Rule 13: Don’t alter your AI
During the period of testing, the AI should not be altered by a third party. The machine is allowed to learn, but only in the same way a human would learn. For example, the AI could obtain information about recent world events, as it could enable interaction with the assessor. However, the underlying technology of AI should not be improved whilst the AI itself is being assessed.
If the AI is altered significantly outside of a period of testing, that AI should be considered as new, and a separate set of tests should begin.
Of course, on top of these thirteen rules, all the other known methodological factors of scientific measurements and experimentation must be considered and applied. This includes proper randomization, sampling, double blind designs, replicability of results, and so on.
Flawed as it is, the Turing test could have practical applications today through the measurement of Turing time. Primarily, advancing the Turing time may be a great driver for the development of intelligent assistants. Perhaps the spirit of competitive computing — the GHz battles between processor manufacturers, GFLOPS competitions among supercomputers and storage wars between hard disk makers — could be mirrored as intelligent assistant service providers fight for the longest Turing time. We would all reap the benefits of such a skirmish.
We should not forget that imitating a human is only part of what AI can potentially do. In fact, the competitive advantage of the majority of AI applications lies in the ability to perform at an inhuman level.

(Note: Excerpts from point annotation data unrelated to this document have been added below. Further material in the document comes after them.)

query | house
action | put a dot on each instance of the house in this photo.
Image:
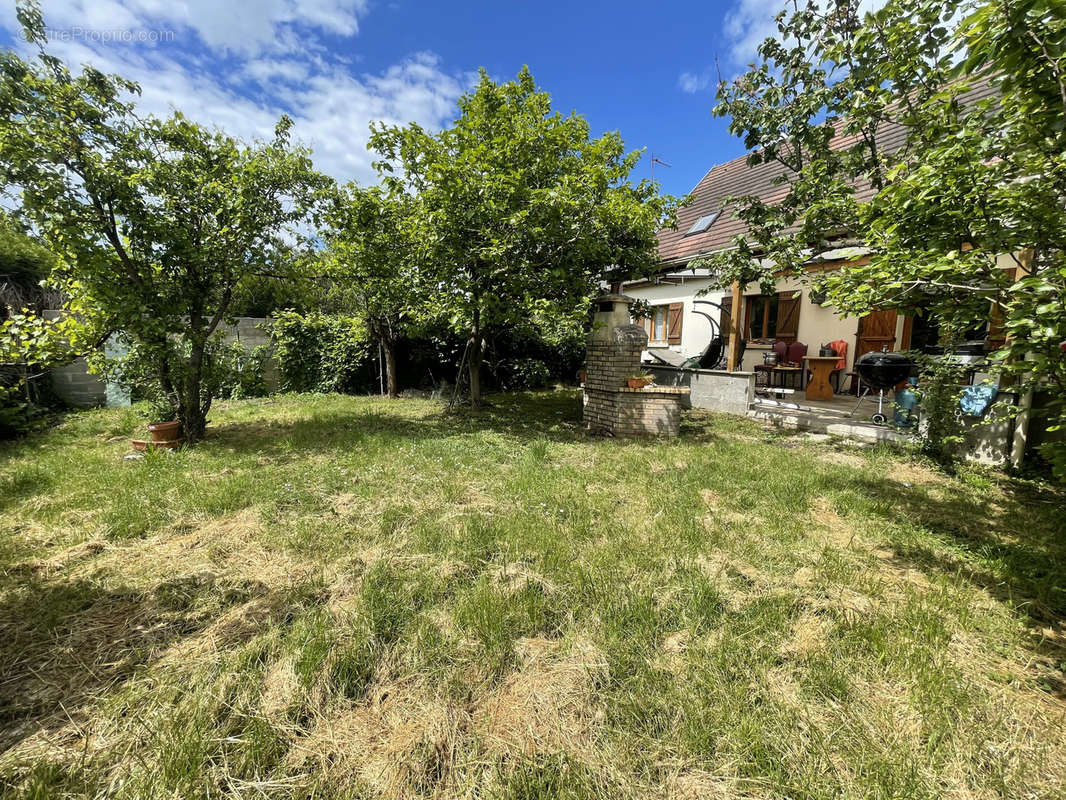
(688, 309)
(687, 312)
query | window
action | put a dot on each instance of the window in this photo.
(761, 317)
(772, 317)
(659, 323)
(663, 323)
(703, 223)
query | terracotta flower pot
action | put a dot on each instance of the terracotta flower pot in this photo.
(164, 431)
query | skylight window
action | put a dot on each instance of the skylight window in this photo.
(703, 223)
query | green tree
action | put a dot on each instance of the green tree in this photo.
(371, 266)
(156, 222)
(520, 210)
(25, 264)
(966, 220)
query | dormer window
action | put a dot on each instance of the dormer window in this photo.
(703, 223)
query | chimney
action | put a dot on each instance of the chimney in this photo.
(614, 348)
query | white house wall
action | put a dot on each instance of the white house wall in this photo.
(818, 324)
(695, 329)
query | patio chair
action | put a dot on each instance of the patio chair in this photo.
(794, 354)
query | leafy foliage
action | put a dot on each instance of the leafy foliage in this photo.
(966, 221)
(230, 371)
(156, 222)
(519, 210)
(372, 268)
(29, 346)
(318, 352)
(25, 262)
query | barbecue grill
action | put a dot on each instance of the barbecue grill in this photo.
(881, 371)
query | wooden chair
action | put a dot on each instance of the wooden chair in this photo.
(781, 349)
(839, 347)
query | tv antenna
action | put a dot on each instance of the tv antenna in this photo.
(656, 160)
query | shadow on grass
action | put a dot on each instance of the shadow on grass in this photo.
(522, 418)
(64, 643)
(1016, 552)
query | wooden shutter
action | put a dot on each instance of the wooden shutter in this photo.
(788, 316)
(674, 317)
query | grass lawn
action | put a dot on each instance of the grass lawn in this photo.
(340, 596)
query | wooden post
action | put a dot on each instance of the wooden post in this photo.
(735, 330)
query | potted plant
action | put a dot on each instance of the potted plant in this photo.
(639, 382)
(165, 433)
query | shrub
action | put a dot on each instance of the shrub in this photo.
(525, 373)
(942, 431)
(229, 371)
(29, 347)
(319, 352)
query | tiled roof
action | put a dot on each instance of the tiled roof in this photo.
(737, 178)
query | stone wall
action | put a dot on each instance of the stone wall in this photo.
(731, 393)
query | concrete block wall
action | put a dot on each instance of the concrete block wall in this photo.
(731, 393)
(76, 386)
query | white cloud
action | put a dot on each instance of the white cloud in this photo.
(330, 105)
(746, 25)
(244, 27)
(690, 82)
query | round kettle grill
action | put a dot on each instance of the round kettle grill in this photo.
(881, 371)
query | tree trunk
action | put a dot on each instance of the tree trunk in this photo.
(391, 386)
(474, 364)
(192, 416)
(474, 361)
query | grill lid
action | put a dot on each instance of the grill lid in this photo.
(883, 370)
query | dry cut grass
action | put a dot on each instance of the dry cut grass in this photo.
(349, 597)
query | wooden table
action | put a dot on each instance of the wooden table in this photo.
(821, 368)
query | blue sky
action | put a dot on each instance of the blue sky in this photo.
(646, 69)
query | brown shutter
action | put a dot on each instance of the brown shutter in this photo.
(674, 316)
(788, 315)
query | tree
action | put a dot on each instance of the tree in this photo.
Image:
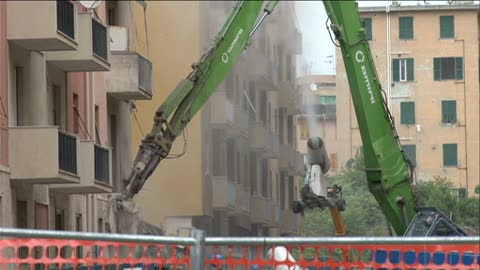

Hampering that AI to make it more human-like would be counterproductive. Nevertheless, there are areas where imitating human responses is extremely important. We don’t want to be frustrated with our electronic assistants — we want to be understood (by our machines).
My hope is that Turing time measurement adds fuel to the fire of the competition for ever-improved AI. Turing time not only gives us a number to beat, but the rules by which to play. Contenders for the competition are anything but lacking.